Die EU-Kommission kündigt an: Die App ist kostenlos, anonym und auf jedem Gerät nutzbar. Alle EU-Staaten sollen sie bis Ende 2026 einführen.
Europäerinnen und Europäer sollen bald eine neue App nutzen können, um beim Zugriff auf Online-Plattformen ihr Alter nachzuweisen. Damit will die EU Kinder besser vor schädlichen Inhalten schützen.
Die Europäische Kommission teilte am Mittwoch mit, ihre Altersnachweis-App sei nun einsatzbereit und könne in allen EU-Ländern eingeführt werden.
Die App soll Kinder vor ungeeigneten oder illegalen Inhalten schützen und Risiken wie Online-Grooming, Cybermobbing und „suchtfördernde Plattformgestaltung“ eindämmen.
Vor dem Hintergrund, dass EU-Staaten Social-Media-Verbote für Kinder unter 15 Jahren wegen Sorgen um ihre psychische Gesundheit prüfen, rücken Instrumente zur Altersprüfung in den Mittelpunkt der Debatte.

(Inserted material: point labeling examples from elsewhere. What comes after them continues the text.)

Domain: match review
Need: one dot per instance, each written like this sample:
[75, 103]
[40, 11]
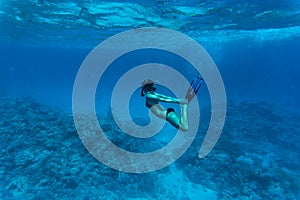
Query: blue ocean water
[255, 45]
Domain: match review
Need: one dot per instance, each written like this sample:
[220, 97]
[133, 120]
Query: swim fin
[194, 87]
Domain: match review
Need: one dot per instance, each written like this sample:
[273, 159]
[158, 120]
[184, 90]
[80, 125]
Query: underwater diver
[169, 114]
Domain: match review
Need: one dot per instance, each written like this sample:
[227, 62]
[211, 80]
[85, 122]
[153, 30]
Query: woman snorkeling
[169, 114]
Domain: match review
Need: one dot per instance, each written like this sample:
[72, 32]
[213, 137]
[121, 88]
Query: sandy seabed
[43, 157]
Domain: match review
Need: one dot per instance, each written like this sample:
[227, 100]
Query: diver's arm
[163, 98]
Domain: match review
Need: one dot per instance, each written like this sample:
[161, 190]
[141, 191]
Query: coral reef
[42, 156]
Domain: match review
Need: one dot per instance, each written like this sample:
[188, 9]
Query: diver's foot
[194, 87]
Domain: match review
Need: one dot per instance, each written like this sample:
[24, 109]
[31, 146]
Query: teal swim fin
[194, 87]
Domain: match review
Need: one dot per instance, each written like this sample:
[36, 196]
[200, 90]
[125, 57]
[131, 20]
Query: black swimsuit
[151, 102]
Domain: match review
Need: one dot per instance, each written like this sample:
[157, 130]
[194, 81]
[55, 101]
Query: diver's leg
[184, 124]
[181, 122]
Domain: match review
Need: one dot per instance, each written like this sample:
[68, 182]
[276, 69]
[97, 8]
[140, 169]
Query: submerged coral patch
[43, 156]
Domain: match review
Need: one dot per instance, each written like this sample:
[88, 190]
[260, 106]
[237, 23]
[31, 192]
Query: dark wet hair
[149, 87]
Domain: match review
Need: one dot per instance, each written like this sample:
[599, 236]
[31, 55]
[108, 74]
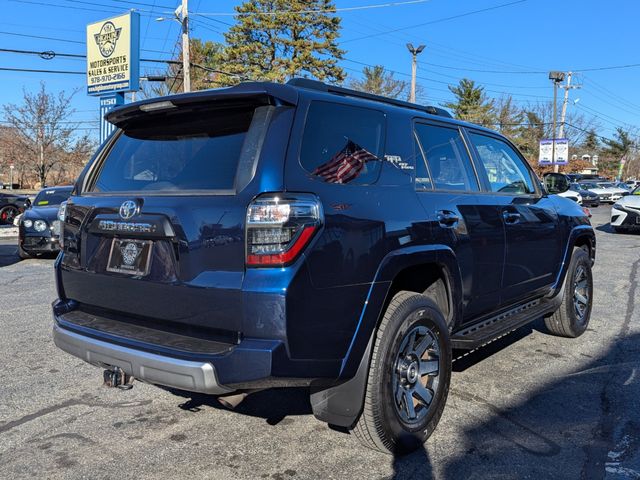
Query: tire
[7, 214]
[412, 324]
[23, 254]
[572, 318]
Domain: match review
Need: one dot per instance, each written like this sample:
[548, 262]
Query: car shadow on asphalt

Mit der Altersnachweis-App können Menschen bestätigen, dass sie alt genug für bestimmte Online-Dienste sind, ohne mehr persönliche Daten preiszugeben als nötig.
Wie funktioniert die App?
Nutzerinnen und Nutzer richten die Anwendung mit Reisepass oder Personalausweis ein. Nach der Registrierung können sie damit gegenüber einer Online-Plattform ihr Alter belegen, wenn diese danach fragt.
Die App ist kostenlos, anonym und auf jedem Gerät nutzbar. Die EU-Mitgliedstaaten müssen sie nach den Empfehlungen der Union bis Ende 2026 bereitstellen.
Die Regierungen können sie als eigenständige App anbieten oder in die European Digital Identity Wallets integrieren, eine geplante App, in der Bürgerinnen und Bürger amtliche Ausweisdaten und Bankverbindungen zentral speichern und sich damit bei öffentlichen und privaten Diensten in Europa ausweisen können.
Mehrere EU-Länder, darunter Frankreich, Deutschland und Spanien, haben bereits eigene Regeln, die Alterskontrollen auf bestimmten Webseiten vorschreiben, vor allem auf Angeboten mit Inhalten für Erwachsene.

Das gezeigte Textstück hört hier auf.